# With Caution



## QC (May 31, 2010)

A late news item here, Zaid al Masri, no. 3 in Al Qaida presumed dead in the Peoples Tiolet of Pakistan.
I say with caution as previously guys like him have returned. Any news from other sources?


----------



## pardus (May 31, 2010)

I heard nothing, but i will raise a  drink and hope his soul is for ever fucked by a pig.


----------



## Bellona (Jun 1, 2010)

pardus said:


> I heard nothing, but i will raise a  drink and hope his soul is for ever fucked by a pig.



I love the way you think! 

I know this fucker below is dead...I had a party when I got word aobut him...but as far as Zaid al Masri???? Dunno...


http://news.bbc.co.uk/2/hi/7339324.stm


----------



## AWP (Jun 1, 2010)

This shit's like an Elvis sighting, they have more lives than Tupac.


----------



## Voodoo (Jun 1, 2010)

Well as of this morning Al Qaeda confirmed him dead.


----------



## Bellona (Jun 1, 2010)

Freefalling said:


> This shit's like an Elvis sighting, they have more lives than Tupac.

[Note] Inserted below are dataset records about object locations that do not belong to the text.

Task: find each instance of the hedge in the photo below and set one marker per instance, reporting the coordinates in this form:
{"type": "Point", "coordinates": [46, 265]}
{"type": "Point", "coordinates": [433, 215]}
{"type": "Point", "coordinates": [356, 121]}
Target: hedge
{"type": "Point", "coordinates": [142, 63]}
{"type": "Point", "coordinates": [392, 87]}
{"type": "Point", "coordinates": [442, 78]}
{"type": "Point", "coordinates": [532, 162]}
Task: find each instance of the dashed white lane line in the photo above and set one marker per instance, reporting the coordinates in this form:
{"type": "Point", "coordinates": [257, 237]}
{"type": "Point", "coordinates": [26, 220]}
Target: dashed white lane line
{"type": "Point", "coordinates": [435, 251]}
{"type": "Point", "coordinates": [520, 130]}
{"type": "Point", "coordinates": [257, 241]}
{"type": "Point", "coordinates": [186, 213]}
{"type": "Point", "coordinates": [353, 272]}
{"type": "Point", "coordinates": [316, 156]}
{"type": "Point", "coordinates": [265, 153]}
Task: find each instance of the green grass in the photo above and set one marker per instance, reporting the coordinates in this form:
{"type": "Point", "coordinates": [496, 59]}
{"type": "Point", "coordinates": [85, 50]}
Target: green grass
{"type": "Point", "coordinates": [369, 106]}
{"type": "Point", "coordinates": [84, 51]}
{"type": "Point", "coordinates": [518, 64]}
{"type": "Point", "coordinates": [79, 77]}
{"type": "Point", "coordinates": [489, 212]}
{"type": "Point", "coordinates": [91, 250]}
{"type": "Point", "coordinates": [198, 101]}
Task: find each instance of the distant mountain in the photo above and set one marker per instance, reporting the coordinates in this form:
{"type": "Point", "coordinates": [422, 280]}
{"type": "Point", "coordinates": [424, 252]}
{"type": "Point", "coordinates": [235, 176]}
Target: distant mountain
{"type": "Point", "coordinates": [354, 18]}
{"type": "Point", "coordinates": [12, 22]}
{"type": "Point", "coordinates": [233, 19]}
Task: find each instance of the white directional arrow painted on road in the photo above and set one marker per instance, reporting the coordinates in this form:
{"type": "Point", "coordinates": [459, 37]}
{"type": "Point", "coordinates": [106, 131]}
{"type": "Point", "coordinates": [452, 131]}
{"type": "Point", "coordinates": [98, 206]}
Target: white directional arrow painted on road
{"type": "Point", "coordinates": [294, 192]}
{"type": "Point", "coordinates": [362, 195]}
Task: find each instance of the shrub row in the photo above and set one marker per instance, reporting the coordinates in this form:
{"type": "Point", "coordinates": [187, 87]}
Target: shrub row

I think I pee'd a little...


----------



## TheSiatonist (Jun 1, 2010)

Good riddance.


----------



## QC (Jun 1, 2010)

http://news.sky.com/skynews/Home/Wo...hanistan_Chief_Mustafa_Abu_al-Yazid_Is_Killed

Yazid was a close associate of terror chief Osama bin Laden and is thought to have helped fund several of the 9/11 hijackers.
_There is no information yet about how he died._
In Washington, a US official said there is "strong reason" to believe Yazid is dead and that he was killed in Pakistan's tribal areas.
"In terms of counter-terrorism, this would be a big victory," the official added.
Yazid was on the list of individuals, organisations and charities whose assets were frozen by the US Treasury after the 9/11 attacks.
According to the US Federal Bureau of Investigation, he transferred funds via Dubai to Mohammed Atta, Marwan al-Shehhi and Wal al-Shehri, who flew aircraft into the Twin Towers and the Pentagon.


----------